Few bumps

We had to leave the truck in south dakota because it just didn’t want to chug anymore. We think it’s just a bad sensor so hopefully we can get it to his uncle’s shop in iowa and get it fixed up for the rest of our trip. Since we left the truck we also had to leave the rv. That’s a bit terrifying.

This whole trip we have been winging it on places to stay as we go. Which doesn’t bother Allen but makes me itch. Quite literally I’ve been itching a lot. I’m so stressed by this move. I’ve tried really hard to be chill and enjoy the ride but that’s not me. I like plans. No. I love plans. I love the feeling of stability a plan gives you. We have no good plans. We are sitting in the middle of a career change that came out of nowhere with like 2 months notice. And I’m probably starting to lose my mind and cool and all that goes with it a lot.

Then you factor in the medical. Laura has no pcm, no neurologist or any other drs at the moment. I’m just in a constant prayer nothing happens in the middle of this road trip.

I feel as if we have no stability and that is painfully scary for me. All of our other moves have made sense. We had a job on the other side of the move we had a house lined up, and knew where we would find care for Laura. This time we know none of that. We just know we’d like to find a job and home in a certain area. For a lot of people the idea of wingng through a cross country move wold be a dream come true…..unfortunately not mine.

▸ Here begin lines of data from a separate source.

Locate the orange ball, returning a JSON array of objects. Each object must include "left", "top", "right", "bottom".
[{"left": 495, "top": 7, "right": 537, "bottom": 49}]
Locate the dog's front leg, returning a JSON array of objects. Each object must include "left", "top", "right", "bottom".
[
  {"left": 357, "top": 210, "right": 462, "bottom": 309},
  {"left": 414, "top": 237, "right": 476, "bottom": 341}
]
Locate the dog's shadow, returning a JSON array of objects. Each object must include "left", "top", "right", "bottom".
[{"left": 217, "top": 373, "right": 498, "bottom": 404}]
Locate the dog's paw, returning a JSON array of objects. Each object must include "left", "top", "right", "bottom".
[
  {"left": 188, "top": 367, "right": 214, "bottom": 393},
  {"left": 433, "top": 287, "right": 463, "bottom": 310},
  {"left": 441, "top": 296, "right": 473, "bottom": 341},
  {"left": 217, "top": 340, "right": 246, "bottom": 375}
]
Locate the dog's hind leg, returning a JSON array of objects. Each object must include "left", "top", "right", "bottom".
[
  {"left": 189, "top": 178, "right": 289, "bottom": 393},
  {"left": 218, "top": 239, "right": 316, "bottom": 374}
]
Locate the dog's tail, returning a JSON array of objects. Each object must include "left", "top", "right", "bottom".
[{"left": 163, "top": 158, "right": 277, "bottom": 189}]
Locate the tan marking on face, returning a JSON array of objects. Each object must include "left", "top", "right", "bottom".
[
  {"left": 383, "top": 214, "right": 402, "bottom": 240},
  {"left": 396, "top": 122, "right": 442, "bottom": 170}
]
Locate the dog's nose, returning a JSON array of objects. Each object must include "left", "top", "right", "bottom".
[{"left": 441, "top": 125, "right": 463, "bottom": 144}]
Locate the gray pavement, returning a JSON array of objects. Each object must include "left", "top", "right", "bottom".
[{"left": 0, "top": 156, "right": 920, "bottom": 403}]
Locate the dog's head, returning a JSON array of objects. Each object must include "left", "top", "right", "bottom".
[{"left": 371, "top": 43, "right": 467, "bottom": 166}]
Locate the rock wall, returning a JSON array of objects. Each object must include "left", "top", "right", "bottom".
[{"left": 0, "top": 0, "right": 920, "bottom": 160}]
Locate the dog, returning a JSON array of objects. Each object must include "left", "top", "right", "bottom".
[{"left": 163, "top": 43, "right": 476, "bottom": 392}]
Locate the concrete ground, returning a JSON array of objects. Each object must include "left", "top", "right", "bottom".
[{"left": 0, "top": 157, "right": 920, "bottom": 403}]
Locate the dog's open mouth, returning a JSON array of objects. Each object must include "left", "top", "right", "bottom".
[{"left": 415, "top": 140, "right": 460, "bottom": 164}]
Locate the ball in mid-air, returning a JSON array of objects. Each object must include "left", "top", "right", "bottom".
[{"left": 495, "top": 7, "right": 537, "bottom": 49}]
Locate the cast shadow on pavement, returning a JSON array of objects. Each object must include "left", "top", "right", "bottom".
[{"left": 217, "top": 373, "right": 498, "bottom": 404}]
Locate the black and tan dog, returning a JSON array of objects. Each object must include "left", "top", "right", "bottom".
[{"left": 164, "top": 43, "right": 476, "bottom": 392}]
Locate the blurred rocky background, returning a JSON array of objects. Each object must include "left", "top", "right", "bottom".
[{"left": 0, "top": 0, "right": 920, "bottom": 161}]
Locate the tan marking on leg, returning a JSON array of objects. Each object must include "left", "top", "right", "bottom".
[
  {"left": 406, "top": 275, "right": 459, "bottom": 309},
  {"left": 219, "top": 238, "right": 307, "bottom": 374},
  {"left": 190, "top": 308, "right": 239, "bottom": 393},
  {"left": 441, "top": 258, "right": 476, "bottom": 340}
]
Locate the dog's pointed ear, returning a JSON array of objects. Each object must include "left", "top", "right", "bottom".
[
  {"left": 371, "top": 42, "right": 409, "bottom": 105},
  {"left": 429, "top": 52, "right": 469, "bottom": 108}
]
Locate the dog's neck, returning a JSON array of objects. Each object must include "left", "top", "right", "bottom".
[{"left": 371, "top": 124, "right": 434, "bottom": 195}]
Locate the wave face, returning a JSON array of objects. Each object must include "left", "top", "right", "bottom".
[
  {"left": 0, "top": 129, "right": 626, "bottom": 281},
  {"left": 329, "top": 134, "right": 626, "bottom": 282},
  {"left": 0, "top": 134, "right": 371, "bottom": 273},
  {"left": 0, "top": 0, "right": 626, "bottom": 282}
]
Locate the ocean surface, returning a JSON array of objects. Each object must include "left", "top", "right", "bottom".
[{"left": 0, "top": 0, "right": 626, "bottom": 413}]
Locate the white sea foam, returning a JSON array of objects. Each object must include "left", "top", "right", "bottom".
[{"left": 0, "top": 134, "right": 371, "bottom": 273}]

My mind keeps going back to Ecclesiastes 3 and a time for everything. And we are in a time of uprooting and growing. It’s painful and scary, but I will continue to trust Gods plan through all this and try to keep my anxieties in check. So pray for us as we continue this move. Specifically that Allen gets his truck and rv to Iowa with no big issues and that the rest of our journey is smooth. That the perfect job is being lined up for Allen and that our dream house/land is out there waiting for us because we have seeds that have been planted in our hearts with land. We want so badly for those things to come to fruition.

Picture is of the Missouri river. It was so gorgeous!